Large-scale scientific exploration in domains such as high-energy physics, fusion, and climate are based on international collaborations. As these collaborations produce more and more data, the existing workflow management systems are hard pressed to keep pace. A necessary solution is to process, analyze, summarize and reduce the data before it reaches the relatively slow disk storage system, a process known as in transit processing (or in-flight analysis). We propose to dramatically increase the data handling capability of collaborative workflow systems by leveraging the popular in transit processing system known as ADIOS, and integrating this with FastBit to provide selective data accesses. These new features will contribute to a new collaborative system named ICEE that aims at significantly improving the data flow management for distributed workflows. The improved data processing capability will enable large international projects to make near real-time collaborative decisions. As scientific teams tackle increasingly complex problems, many data analysis workflows have to dynamically adjust to the experimental conditions and sensor output; thus, workflows need to also be modified dynamically for evolving user requirements. The ICEE framework will not only allow users to modify parameters of a workflow, but also dynamically modify its processing elements and alter its structure. Additionally, we plan to incorporate data mining features to provide feedback and recommendations while the user is constructing or modifying a workflow. Overall, the ICEE framework will allow researchers to conduct distributed analyses on extreme scale data efficiently and easily. It will enable collaborative decisions in near real-time for geographically distributed teams, reduce the turn-around time on large instruments, and improve scientific productivity.
Our research plan will initially focus on the needs of a fusion experiment called KSTAR, which is establishing extensive international collaborations to achieve its highly advanced missions. Each pulse of KSTAR tokamak is expected to last 300 seconds, which is almost as long as that of ITER (300-500 s). The data produced by KSTAR is more than 10 times those produced by the current US and EU tokamaks, which have only 10 seconds of operation time. Within the duration of a KSTAR pulse (also known as a shot), it is highly desirable for the participants of an experiment to study the diagnostic output and adjust the experimental setting to improve the on-going pulse. Such real-time feedback to large experiments could be performed with near-line analysis that requires efficient access to the experimental measurements and powerful analysis engines. We plan to study options to enable a workflow to transfer data quickly and utilize distributed computing power whenever available. We will start by investigating the ADIOS in transit processing system because it has been demonstrated to respond efficiently in similar application scenario.
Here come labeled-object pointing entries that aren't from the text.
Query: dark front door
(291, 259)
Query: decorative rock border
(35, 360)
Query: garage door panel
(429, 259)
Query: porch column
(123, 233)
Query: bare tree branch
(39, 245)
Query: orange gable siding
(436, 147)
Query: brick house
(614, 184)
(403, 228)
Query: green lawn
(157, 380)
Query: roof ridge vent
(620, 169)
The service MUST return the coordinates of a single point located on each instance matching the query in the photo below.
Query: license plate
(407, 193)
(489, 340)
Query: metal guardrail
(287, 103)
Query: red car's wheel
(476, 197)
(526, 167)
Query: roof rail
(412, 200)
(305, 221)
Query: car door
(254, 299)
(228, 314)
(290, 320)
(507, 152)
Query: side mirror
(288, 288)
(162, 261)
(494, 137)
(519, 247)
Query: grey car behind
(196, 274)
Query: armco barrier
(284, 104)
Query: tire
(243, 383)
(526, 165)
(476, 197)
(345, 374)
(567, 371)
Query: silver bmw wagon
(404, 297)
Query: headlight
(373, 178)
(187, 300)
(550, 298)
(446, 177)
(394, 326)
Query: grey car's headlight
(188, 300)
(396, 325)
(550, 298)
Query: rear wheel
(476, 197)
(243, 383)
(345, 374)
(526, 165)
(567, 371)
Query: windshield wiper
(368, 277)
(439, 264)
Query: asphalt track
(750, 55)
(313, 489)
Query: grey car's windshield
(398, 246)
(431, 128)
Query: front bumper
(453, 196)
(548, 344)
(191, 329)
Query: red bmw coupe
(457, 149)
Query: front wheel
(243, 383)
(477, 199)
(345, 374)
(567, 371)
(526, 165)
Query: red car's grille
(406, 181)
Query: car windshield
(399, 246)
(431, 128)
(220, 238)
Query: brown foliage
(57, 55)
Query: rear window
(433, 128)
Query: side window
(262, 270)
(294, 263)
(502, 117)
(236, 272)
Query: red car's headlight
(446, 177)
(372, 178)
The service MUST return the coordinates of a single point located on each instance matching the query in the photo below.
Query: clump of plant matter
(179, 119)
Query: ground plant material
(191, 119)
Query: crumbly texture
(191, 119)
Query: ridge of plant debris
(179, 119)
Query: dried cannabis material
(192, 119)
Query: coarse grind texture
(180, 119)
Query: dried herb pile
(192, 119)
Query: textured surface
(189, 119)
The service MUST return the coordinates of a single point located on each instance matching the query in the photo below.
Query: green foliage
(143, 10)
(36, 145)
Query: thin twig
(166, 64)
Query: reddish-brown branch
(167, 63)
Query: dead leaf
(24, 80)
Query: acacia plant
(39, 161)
Another approach to improve the efficiency collaborative data processing is to minimize the data movement. We plan to explore high-level summary information and indexing data structures for this purpose. Users could operate on the smaller summary data when possible, and could locate the necessary data records quickly when must. For example, a workflow that computes the sizes of magnetic islands might take input data from a high-resolution imaging device, however only certain pixels from an image would be part of the magnetic islands. Filtering the data records before they are transferred will reduce the amounts of data moved and improve the overall system response time. An indexing structure could be used to perform this filtering operation efficiently. We anticipate using FastBit indexing system first and explore other indexing packages as necessary.
In addition to improving the efficiency of workflows, we also plan to develop automated workflow recommendation algorithms to assist the users with the development of dynamic workflows. This will improve the ease-of-use for the workflow system. While we intend to prove the effectiveness of the ICEE framework with data analysis operations of KSTAR, many other collaborative projects are facing similar challenges and could benefit from a more efficient and user-friendlier workflow management system. These features will make ICEE an enabler for exascale data science.